Bryan Hansel lives in Grand Marais, MN and is a photographer, blogger, kayaker, and pretty much anything else needed to get by in a area that's breathtakingly beautiful but not necessarily an employment mecca. Bryan had a few weeks available and decided to paddle all the way up the Michigan shore of Lake Huron, across the Straits of Mackinac, up the St Mary's river and into Superior. From there he paddled the shipwreck coast past Grand Marais (site of the upcoming GLSKS) and Pictured Rocks, past Marquette, and up the Keweenaw to Copper Harbor. The last I heard he was waiting out the northeast blow and it's accompanying 6-8 footers and plans on taking the ferry to Isle Royale and then paddle home to Grand Marais, MN.
Some of you might remember my friend Rick from the ISS kayak symposium a couple years ago. Rick is from northern Illinois and is in the process of paddling around Lake Superior in week long chunks, two weeks per year. He spoke to the symposium crowd in 2009 at Stage North about paddling to Washburn from Superior, WI.,through the Apostles and around Madeline Island to get to Thompson's West End Park, site of the kayak fun. I got a text from him and his son in law earlier this week when they were windbound in a primitive camp on Jacob's Creek just east of Eagle River, MN. The first night they bushwhacked to M 28 and got a lift to a bible camp where they had supper. A second night forced a call to an Eagle River bar, asking if there was a patron who could serve as their taxi service. No true Yooper is going to let a couple guys sit in their tent during a gale with no beer, especially if it results in free beer for them, and the guys were promptly picked up and enjoyed beers and supper in a warm tavern.
The big expeditions are fun to read about and fun to follow in these days of connectivity and Twitter mania. They show us what is possible if a human being has the will and the skills to hammer out these epic paddles. But the fact is that 99 44/100% of us aren't going to even get past the stage of thinking about a journey like that. Bryan and Ricks adventures on the other hand, make me think about why I couldn't do something like that. The main obstacle right now is time and committments, but that's what makes Rick's plan attractive, the ability to break it down into chunks and knock off one or two a year. When I don't have to worry about my vocation any more and can devote full bore focus on my avocations, that paddle for a month scheme sounds pretty inviting. I am sure I'm not the only one out there in the blogosphere with those kinds of thoughts racing around in their heads.

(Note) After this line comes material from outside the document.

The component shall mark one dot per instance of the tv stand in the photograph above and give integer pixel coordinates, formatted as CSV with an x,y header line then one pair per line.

We have a group up on Sand Island this weekend, a kind of 'graduation' for those that took the day long SKOAC beginning sea kayak class earlier this month. For a lot of those folks the crossing from Little Sand Bay to Sand Island will be the most exciting paddle so far in their paddling lives. The Sand Island sea caves and lighthouse will be frosting on the cake. As we become more experienced we need more challenges to get that same 'wow factor' but its still out there and does not need to be consumed in gigantic doses. Best of luck to our two Great Lakes kayak adventurers. I hope to have a adult beverage or two with both of you before this summer is history.